Of course, none of this would matter if the game didn’t play well, if the actual racing part of the equation was broken. Thankfully, Codemasters has a storied history of making great racing games, and that shows here- the racing engine feels absolutely on point, the handling is accurate enough to not lose the sense of realism the game is trying to sell, but fun enough to still be engaging, and there are few things as satisfying as shifting the gear successfully while holding down the gear in a neck and neck race. Tight track design – faithfully recreated from the real world – and very accurate physics, along with some very neat weather effects (I don’t remember the last time I found a racing game as challenging as when I had to race in wet weather in F1 2016) all come together to create an addictive racing experience that will definitely stand out to motorsport enthusiasts, in spite of some puzzling AI programming that can often detract from the experience. The racing is certainly engaging enough that it will end up picking up some casual stragglers along the way too.
That last bit is particularly true because of multiple concessions that the game makes to casual racing fans. For instance, F1 2016 permits time strapped players, or simply players who don’t love the sport enough, and just want to jump in for some quick races, to race in short 3 or 5 lap races, with appropriately shortened practice sessions and qualifiers too. Even hardcore F1 enthusiasts will probably appreciate not having to spend an obscene amount of time on one single race- the feedback is immediate, and the player can make more progress in a single sitting this way, too.
"The racing is certainly engaging enough that it will end up picking up some casual stragglers along the way too."
All of this is wrapped up, however, in a rather baffling UI that I cannot say I am personally a fan of. A virtual paddock interface presents the player with messages between races, notifications about teammates and rivals, new opportunities and improvements available, and the like. The interface is a bit obtuse, and adding to the problem is some unskippable cutscenes that the player is often subjected to. It also looks a bit rough, and on the whole definitely feels like the least appealing and most unfinished part of the experience.
All said and done, however, the few warts can’t take away from just how fun and fully realized this game is- the sheer level of improvement here over last year’s game is enough to give a series fan a sense of whiplash. Authentic and engaging enough for the motorsport diehard, and yet fun and accessible enough for the casual racing game fan, F1 2016 is one of the best recreations of a sport in a video game that I have yet seen- and is an easy recommendation for all racing game fans.
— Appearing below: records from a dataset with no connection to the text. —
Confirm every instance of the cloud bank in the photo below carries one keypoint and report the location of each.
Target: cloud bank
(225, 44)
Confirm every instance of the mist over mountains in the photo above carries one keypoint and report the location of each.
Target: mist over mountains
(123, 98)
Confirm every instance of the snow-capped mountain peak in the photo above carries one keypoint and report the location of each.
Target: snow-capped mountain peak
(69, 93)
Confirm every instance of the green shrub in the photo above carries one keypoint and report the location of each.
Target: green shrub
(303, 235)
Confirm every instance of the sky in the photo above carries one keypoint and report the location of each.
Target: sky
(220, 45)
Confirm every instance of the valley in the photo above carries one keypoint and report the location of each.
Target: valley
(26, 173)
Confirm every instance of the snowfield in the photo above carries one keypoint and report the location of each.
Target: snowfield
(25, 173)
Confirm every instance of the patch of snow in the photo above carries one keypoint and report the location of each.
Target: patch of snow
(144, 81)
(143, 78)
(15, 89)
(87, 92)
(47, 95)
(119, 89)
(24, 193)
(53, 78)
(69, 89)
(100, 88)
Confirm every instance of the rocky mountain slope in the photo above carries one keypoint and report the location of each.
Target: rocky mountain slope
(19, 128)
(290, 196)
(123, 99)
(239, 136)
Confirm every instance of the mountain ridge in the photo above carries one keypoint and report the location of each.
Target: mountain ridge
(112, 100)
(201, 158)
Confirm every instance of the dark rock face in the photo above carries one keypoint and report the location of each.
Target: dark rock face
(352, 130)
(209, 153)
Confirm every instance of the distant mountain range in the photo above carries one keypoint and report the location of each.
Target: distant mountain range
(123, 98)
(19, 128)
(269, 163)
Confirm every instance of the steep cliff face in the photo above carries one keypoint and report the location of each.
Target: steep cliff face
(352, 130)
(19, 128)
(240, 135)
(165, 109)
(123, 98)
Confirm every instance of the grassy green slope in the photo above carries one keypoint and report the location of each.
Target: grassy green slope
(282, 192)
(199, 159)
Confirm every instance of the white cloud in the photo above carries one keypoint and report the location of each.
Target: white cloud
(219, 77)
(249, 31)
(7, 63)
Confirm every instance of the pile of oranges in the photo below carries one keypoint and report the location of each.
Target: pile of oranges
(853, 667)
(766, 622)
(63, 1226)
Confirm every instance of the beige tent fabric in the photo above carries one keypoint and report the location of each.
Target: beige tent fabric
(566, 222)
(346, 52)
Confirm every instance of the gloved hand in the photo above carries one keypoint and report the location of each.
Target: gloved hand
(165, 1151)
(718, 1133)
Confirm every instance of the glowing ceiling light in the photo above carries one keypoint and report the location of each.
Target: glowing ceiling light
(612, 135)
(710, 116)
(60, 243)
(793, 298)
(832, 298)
This game was reviewed on PlayStation 4.
Authentic, fun, engaging; staggering amount of content; highly flexible and accommodating to the casual fan; very realistic and true to the motorsport; incredible racing and driving physics
Graphics can be a bit rough; the menu and UI is off-putting; AI can baffle on occasion
Authentic and engaging enough for the motorsport diehard, and yet fun and accessible enough for the casual racing game fan, F1 2016 is one of the best recreations of a sport in a video game that I have yet seen- and is an easy recommendation for all racing game fans.